Wine from the U.S. state of Hawaii

Hawaii wine is wine made in the U.S. state of Hawaii. The bulk of the state's wine is produced on the island of Maui, though there is some production on the island of Hawaii. The state mainly produces fruit wine such as a pineapple sparkling wine.

Viticulture in Hawaii has roots back into the early 1800's when cuttings from plants brought to Oahu by Spanish horticulturist, Don Francisco de Paula Marin established Hawaii's first grape vineyard in 1815. In June 2021, Ulupalakua AVA was established on Maui as the state's initial American Viticultural Area (AVA) and the only one outside of the mainland United States.

==Grapes and wines==
The Symphony grape is the principal grape wine made in the state and produces an off-dry, fruity white wine. Viticulture in Hawaii is made possible by the higher elevation of the area's volcanic mountains and ridges.

==Availability within the United States==
A law passed in 2001 and signed by Governor Ben Cayetano opened up the Hawaiian wine industry to more domestic trading within the mainland United States.
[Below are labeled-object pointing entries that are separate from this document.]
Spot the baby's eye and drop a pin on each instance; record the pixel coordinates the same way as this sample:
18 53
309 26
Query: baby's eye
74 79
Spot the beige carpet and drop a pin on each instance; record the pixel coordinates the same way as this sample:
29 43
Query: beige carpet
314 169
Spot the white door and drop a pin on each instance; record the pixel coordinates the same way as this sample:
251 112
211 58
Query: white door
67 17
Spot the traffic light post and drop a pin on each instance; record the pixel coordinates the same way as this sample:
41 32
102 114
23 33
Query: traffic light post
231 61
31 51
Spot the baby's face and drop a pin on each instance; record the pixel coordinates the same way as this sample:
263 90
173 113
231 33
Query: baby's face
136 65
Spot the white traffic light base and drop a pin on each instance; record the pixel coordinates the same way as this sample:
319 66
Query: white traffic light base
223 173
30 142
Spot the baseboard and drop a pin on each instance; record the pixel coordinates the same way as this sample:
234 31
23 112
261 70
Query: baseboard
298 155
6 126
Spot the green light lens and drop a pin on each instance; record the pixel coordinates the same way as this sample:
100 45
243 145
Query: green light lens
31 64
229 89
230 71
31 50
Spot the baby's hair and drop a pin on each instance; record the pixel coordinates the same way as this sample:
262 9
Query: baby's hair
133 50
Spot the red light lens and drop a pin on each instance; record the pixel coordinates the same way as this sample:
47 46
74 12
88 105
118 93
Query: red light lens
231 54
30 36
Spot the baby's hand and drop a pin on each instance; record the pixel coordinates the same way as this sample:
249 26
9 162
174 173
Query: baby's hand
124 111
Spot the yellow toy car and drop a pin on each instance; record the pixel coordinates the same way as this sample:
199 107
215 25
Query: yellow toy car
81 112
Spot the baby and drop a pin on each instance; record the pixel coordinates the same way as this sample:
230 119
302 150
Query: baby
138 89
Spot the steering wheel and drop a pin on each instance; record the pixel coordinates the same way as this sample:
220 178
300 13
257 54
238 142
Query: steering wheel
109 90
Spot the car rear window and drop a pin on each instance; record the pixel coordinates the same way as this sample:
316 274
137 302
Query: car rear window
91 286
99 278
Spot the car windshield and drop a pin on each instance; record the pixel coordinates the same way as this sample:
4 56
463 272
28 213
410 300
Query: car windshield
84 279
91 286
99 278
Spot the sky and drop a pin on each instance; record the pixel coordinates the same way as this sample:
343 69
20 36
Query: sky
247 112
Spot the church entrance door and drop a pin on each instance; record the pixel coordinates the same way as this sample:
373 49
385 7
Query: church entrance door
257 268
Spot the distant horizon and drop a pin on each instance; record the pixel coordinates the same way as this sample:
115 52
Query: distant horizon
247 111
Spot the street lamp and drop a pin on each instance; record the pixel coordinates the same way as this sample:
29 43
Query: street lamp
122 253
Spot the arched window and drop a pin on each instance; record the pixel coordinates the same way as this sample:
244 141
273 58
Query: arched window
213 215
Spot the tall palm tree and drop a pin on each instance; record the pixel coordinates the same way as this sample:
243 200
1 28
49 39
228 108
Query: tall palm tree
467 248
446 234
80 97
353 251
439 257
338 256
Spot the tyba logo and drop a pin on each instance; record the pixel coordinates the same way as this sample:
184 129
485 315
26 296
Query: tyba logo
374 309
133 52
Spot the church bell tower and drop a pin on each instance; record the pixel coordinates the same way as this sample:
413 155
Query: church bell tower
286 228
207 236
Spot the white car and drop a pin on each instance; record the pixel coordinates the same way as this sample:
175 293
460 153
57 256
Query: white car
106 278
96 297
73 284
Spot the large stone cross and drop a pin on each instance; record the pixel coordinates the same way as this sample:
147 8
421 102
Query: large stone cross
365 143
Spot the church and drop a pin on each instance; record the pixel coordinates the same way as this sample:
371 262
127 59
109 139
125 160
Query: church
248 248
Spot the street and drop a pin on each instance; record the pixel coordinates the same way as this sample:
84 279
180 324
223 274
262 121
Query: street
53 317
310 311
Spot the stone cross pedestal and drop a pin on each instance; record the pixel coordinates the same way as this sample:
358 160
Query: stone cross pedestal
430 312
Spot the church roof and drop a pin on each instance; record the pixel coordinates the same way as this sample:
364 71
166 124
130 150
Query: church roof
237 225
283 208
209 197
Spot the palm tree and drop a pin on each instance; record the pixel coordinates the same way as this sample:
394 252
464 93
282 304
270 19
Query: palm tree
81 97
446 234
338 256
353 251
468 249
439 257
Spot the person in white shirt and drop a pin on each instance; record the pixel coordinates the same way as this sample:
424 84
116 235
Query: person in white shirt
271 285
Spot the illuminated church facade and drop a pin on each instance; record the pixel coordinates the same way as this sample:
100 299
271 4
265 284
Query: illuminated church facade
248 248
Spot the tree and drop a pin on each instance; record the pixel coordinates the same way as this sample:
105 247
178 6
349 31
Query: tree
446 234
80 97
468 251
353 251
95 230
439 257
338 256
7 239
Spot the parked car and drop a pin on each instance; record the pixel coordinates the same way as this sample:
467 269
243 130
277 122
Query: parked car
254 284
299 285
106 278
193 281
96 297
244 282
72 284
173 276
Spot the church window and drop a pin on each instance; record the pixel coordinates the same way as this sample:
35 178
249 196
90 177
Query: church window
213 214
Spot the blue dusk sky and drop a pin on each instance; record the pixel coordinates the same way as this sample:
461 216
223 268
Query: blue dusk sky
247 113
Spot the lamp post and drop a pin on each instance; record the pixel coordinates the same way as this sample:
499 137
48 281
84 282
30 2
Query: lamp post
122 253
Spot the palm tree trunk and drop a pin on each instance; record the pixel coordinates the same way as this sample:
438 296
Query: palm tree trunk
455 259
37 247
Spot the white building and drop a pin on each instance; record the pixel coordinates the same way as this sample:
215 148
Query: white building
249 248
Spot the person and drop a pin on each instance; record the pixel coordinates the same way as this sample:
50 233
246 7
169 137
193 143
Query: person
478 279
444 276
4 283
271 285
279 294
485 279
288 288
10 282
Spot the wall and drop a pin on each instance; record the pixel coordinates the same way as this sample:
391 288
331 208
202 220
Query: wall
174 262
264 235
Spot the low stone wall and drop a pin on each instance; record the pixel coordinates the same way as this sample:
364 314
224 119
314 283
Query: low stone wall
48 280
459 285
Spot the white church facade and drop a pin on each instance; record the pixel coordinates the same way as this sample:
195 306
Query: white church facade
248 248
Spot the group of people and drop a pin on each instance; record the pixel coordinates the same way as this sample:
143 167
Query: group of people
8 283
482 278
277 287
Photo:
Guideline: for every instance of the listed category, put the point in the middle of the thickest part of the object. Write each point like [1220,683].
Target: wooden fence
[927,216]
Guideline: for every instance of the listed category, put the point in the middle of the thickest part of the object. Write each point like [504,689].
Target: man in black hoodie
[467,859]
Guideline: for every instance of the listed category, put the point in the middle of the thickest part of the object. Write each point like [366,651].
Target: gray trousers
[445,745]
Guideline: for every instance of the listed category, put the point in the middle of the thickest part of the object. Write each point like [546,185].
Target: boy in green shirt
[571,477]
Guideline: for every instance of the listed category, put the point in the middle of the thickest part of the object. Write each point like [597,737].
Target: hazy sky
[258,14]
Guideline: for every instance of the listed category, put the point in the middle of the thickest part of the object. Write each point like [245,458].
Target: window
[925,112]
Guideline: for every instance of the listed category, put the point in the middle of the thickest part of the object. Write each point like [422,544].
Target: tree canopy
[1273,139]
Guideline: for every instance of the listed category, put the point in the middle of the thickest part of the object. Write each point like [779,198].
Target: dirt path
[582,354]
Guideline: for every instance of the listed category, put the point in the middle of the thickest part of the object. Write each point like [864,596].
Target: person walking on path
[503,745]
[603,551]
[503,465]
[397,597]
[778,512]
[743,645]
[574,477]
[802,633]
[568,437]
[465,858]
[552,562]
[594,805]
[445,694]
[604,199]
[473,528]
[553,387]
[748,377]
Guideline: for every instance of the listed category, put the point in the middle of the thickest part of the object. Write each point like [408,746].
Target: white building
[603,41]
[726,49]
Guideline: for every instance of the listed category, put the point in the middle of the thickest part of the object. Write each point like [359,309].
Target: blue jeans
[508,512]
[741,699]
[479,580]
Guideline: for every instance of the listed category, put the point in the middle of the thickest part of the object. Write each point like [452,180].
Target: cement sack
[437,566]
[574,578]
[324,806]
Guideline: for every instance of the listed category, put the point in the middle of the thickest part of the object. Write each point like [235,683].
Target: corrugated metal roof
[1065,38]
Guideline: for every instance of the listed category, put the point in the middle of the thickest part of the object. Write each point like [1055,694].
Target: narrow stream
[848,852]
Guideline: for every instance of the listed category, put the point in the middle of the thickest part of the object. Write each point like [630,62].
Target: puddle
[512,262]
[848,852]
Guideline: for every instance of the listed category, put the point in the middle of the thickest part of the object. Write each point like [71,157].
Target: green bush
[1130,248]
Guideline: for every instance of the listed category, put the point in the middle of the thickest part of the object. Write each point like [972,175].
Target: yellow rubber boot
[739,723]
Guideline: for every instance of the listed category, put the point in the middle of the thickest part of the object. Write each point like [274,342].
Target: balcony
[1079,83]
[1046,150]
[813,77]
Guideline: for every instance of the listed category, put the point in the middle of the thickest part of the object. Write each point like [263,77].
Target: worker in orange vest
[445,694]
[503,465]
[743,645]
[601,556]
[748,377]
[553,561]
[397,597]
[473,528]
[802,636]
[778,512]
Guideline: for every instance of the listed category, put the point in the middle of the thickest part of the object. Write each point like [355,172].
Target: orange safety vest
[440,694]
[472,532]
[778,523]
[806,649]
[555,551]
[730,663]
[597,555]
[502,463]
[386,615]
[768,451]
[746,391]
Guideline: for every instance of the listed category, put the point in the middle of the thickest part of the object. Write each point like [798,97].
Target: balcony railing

The new law allows the state to enter into reciprocal trade agreements with other states, enabling residents of Hawaii to purchase wine directly from wineries in those states in exchange for those states allowing Hawaiian wineries to sell wine in those states without having to go through a wholesaler in the typical three-tier distribution system.

==Winery and Vineyards==
Three main winery-vineyards operate in Hawaii:

- Maui Wine, formerly Tedeschi Vineyards (on Maui)
- Volcano Winery (on Hawaiʻi Island)
- Oeno Winemaking (on Oahu)

In November 2020, the Alcohol and Tobacco Tax and Trade Bureau (TTB) received a petition submitted by Mark Beaman, winemaker at Maui Wines, proposing the viticultural area named "Ulupalakua" on the island of Maui. The proposed area was located within the 18000 acre Ulupalakua Ranch covering approximately 70 acre with about 16 acre under vine. On June 30, 2021, the TTB established the Ulupalakua AVA.